Petite bouille affublée d’un bonnet, Alma, une petite fille aux grands yeux bleus, contemple la devanture d’un magasin de jouets. Mutine et en proie à la curiosité, elle pousse la porte de ce curieux négoce. Premiers instants d’un conte à l’âme plus fantastique que féerique.
Attirée par une poupée lui ressemblant mystérieusement, Alma (âme en espagnol) succombe à une tentation enfantine a priori innocente mais fatale, et passe dans un autre monde, celui des apparences et du double. Dans l’étrange magasin rempli de poupées, les miroirs de l’âme se multiplient à l’infini, offrant une place aux faux-semblants et à la représentation de l’horrible, si ce n’est de l’horreur.
Légitimement remarqué par la critique, lauréat de nombreux prix (dont une mention au Siggraph), et sélectionné aux Goyas (l’équivalent de nos Césars en Espagne), « Alma » s’impose comme un film d’animation bien à part. La force majeure de cette réalisation : convoquer l’imagination du spectateur en lui proposant un univers fait de contrastes, à la fois simple et terriblement efficace.

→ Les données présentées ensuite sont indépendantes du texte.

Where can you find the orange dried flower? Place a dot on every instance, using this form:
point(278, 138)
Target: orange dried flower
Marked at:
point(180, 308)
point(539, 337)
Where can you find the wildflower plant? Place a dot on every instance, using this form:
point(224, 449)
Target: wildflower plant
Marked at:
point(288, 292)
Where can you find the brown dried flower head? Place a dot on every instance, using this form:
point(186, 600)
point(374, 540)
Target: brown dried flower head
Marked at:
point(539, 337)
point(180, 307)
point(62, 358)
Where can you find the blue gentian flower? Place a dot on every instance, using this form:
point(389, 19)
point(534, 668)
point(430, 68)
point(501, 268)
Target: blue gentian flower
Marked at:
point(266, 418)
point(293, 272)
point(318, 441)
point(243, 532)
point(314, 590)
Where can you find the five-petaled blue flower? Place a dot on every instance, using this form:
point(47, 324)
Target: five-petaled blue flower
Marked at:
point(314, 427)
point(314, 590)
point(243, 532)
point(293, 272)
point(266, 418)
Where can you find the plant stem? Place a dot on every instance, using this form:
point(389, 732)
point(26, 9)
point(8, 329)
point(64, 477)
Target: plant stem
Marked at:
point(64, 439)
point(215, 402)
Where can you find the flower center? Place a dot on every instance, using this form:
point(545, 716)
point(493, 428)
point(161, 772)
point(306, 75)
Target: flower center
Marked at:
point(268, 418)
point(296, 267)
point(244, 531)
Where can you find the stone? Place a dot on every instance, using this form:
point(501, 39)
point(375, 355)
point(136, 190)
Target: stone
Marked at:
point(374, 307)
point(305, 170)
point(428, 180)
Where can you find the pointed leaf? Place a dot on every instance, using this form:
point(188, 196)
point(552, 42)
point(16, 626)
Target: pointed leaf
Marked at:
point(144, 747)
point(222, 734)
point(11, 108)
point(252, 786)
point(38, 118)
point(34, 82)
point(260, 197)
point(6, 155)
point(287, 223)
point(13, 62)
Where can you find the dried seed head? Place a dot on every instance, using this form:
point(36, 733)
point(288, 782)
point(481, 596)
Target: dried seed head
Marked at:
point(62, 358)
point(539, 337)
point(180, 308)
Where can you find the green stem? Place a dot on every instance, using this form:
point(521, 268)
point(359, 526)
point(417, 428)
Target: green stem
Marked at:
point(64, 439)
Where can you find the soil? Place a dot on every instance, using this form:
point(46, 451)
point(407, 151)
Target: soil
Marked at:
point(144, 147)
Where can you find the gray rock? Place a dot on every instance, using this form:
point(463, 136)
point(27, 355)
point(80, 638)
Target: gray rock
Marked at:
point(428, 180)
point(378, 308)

Habile dans l’imbrication et la manipulation des atmosphères, Rodrigo Blaas nous renvoie à nos propres névroses et à ses multiples visages, en misant sur plusieurs éléments : une histoire de poésie sombre, une ambiance musicale et des effets sonores réalisés et mixés par Tom Myers, un sound designer ayant travaillé sur de nombreux projets dont « Star Wars », et un décor mi-métaphysique, mi-symbolique rappelant le travail de Gaudi.
Le résultat est à la hauteur du film; bien qu’« Alma » reste catégorisé “tout public”, il n’en demeure pas moins que la magie opère assurément auprès des petits comme des grands, en passant allègrement de la légèreté à la profondeur, au monde de l’enfance à l’onirisme, et de la lumière à la noirceur, donnant ainsi au film un supplément d’âme.